Within walking distance to The Redwoods in Yosemite is the Wawona Meadow Loop (look for dozens of Native American Mortars in the flat rocks overlooking the riparian meadows)!
Wawona Meadow Loop
Distance: 3.5 mile (5.6 km) or 5 mile (8 km) loop
Elevation at trailhead: 4,000 feet (1,220 meters)
Elevation Gain: Practically none for the short loop; around 500 feet (150 meters) for the long loop
Hiking Time: 1.5 – 2.5 hours
Why Hike the Wawona Meadow Loop? If you think no one could possibly look at a beautiful meadow in the middle of a national park and say, “Hey, let’s put a golf course here!”, you’re mistaken, and here’s your chance to see the proof.
Best Times to Visit: In the spring, when the meadow is green and the wildflowers are blooming, and the autumn, when the trees along the path are turning colors.
Difficulty: 2 out of 10. The trail is wide and smooth. It was paved at one time, and the pavement is gradually disappearing. You’ll have a mild ascent on the first half of the hike and a corresponding descent on the second half.
Crowd Factor: Light. Even on days when traffic is bumper to bumper in the valley and backed up out of sight at the entrance gates, I’ve only run into a handful of other people on this trail.

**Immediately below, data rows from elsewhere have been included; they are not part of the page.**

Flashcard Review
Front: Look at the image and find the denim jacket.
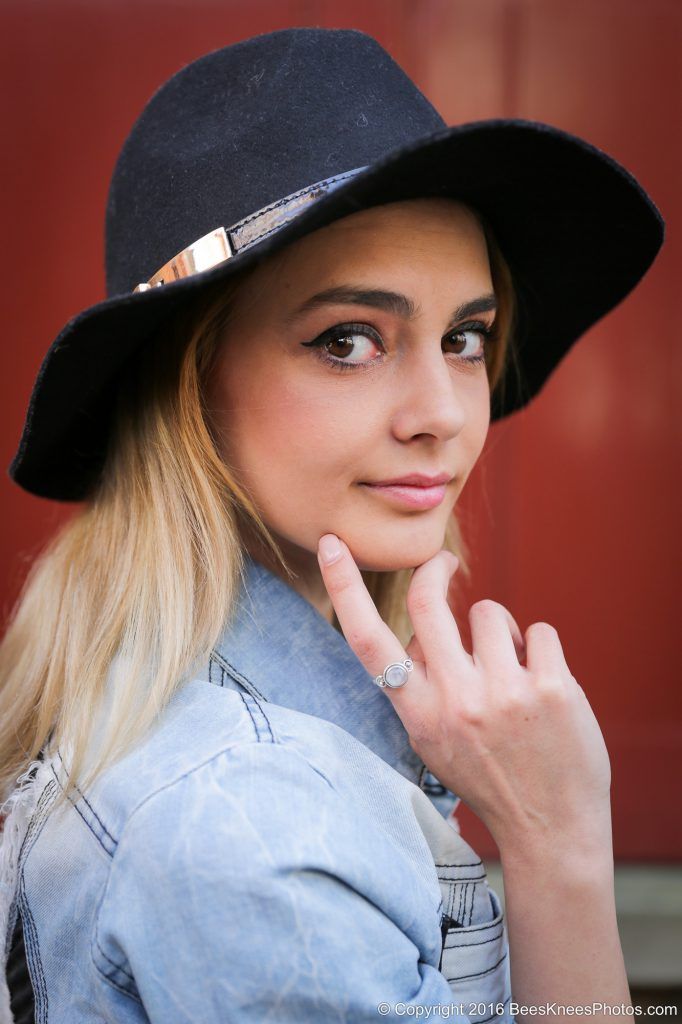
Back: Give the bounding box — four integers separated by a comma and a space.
0, 558, 513, 1024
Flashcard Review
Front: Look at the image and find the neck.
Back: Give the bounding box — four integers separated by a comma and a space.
238, 531, 336, 626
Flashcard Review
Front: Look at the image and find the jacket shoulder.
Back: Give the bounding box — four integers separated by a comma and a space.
55, 679, 276, 852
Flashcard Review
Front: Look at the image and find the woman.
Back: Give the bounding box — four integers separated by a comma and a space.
0, 29, 663, 1024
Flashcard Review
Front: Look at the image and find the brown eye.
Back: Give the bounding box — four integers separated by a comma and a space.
302, 324, 383, 370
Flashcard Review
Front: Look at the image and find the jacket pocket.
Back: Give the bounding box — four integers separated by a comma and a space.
439, 877, 511, 1024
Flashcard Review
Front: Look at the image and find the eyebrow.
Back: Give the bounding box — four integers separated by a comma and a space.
286, 285, 498, 324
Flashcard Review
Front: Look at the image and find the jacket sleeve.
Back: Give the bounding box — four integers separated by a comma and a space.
92, 743, 498, 1024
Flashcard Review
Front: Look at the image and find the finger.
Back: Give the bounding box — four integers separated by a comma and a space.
469, 599, 526, 675
317, 534, 424, 708
525, 623, 568, 675
407, 549, 471, 679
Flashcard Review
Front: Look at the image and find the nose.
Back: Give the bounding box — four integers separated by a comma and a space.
392, 341, 473, 441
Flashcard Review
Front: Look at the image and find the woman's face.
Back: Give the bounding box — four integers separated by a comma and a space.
208, 199, 495, 570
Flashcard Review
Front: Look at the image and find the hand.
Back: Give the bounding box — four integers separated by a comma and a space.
317, 535, 610, 851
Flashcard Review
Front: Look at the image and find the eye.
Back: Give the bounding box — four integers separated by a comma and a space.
302, 324, 384, 369
443, 324, 495, 362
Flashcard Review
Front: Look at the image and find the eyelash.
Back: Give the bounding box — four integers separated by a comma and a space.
302, 322, 496, 372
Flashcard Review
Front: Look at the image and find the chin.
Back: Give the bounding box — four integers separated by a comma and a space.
339, 519, 445, 572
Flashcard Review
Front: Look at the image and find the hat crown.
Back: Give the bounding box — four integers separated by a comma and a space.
105, 29, 444, 296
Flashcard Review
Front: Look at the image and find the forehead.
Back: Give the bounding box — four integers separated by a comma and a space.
233, 198, 491, 309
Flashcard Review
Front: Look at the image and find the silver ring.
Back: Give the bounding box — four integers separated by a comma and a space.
374, 657, 413, 690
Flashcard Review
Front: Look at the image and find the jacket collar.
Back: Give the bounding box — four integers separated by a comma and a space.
209, 552, 430, 785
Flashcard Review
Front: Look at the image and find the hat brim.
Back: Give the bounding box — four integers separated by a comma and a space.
9, 119, 665, 501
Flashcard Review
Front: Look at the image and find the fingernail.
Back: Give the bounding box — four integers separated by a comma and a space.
319, 534, 341, 565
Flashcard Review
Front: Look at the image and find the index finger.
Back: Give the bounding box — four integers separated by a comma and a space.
317, 534, 409, 676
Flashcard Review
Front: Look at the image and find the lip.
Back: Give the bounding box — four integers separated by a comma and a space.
360, 473, 453, 487
360, 476, 452, 510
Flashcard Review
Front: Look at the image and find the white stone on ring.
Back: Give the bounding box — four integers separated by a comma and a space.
374, 657, 413, 690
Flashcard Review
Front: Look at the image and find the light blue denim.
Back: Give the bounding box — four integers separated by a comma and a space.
9, 558, 513, 1024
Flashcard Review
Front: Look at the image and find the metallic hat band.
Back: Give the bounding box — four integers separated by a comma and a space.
133, 167, 366, 292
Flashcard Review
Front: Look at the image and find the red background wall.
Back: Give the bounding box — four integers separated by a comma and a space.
0, 0, 682, 860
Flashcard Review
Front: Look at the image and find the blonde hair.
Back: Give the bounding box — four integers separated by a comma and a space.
0, 201, 516, 800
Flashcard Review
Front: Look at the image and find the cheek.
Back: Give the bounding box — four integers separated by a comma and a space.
209, 360, 363, 491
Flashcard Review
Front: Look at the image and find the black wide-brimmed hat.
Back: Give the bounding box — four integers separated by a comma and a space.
9, 28, 665, 501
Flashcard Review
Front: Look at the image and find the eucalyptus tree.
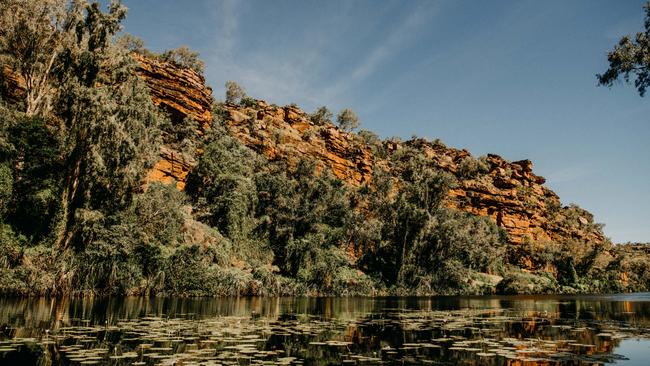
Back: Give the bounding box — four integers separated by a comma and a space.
597, 1, 650, 96
0, 0, 161, 246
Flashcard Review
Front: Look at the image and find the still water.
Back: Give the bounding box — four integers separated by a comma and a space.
0, 293, 650, 366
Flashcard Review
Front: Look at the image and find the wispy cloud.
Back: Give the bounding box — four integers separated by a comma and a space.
324, 3, 435, 99
205, 1, 433, 107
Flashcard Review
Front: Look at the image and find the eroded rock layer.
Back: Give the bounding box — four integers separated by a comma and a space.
2, 54, 606, 244
136, 56, 605, 244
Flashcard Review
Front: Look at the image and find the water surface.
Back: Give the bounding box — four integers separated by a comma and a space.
0, 293, 650, 365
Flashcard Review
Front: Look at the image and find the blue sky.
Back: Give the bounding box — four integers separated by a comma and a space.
117, 0, 650, 242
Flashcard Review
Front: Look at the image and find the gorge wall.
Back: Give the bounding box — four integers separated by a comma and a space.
134, 55, 606, 249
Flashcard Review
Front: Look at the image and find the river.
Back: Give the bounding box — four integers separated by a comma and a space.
0, 293, 650, 366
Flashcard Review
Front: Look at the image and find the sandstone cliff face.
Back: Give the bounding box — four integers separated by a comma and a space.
224, 101, 374, 185
0, 54, 606, 249
135, 55, 606, 249
132, 53, 213, 189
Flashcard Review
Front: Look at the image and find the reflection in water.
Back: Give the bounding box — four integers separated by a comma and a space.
0, 294, 650, 365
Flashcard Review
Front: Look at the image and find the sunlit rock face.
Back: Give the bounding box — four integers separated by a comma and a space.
0, 54, 606, 249
134, 55, 605, 250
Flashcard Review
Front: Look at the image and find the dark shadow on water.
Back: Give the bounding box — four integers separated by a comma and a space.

Scenery Summary: There is a 9-hole golf course here, but things could be worse – the park fathers could have built an 18-hole course and driving range and used up the entire meadow. Instead, the golf course occupies the northwest end of the meadow and the trail loops around the southeast end, and they’re only entangled for a few hundred meters (the satellite view shows clearly what parts of the meadow the golf course occupies). For the most part, you get a pastoral stroll skirting the edges of one of Yosemite’s largest meadows and a pretty tree-lined path (to your left and right, respectively, if you’re hiking anticlockwise), and in the spring and early summer, great gobs of wildflowers.
Because the trail is the residue of a paved road, this is one of the few trails in Yosemite where pets and bicycles are allowed. With its soothing views, low elevation (by Yosemite standards), and near absence of climbing, it’s also one of the best places in the park to go for a run.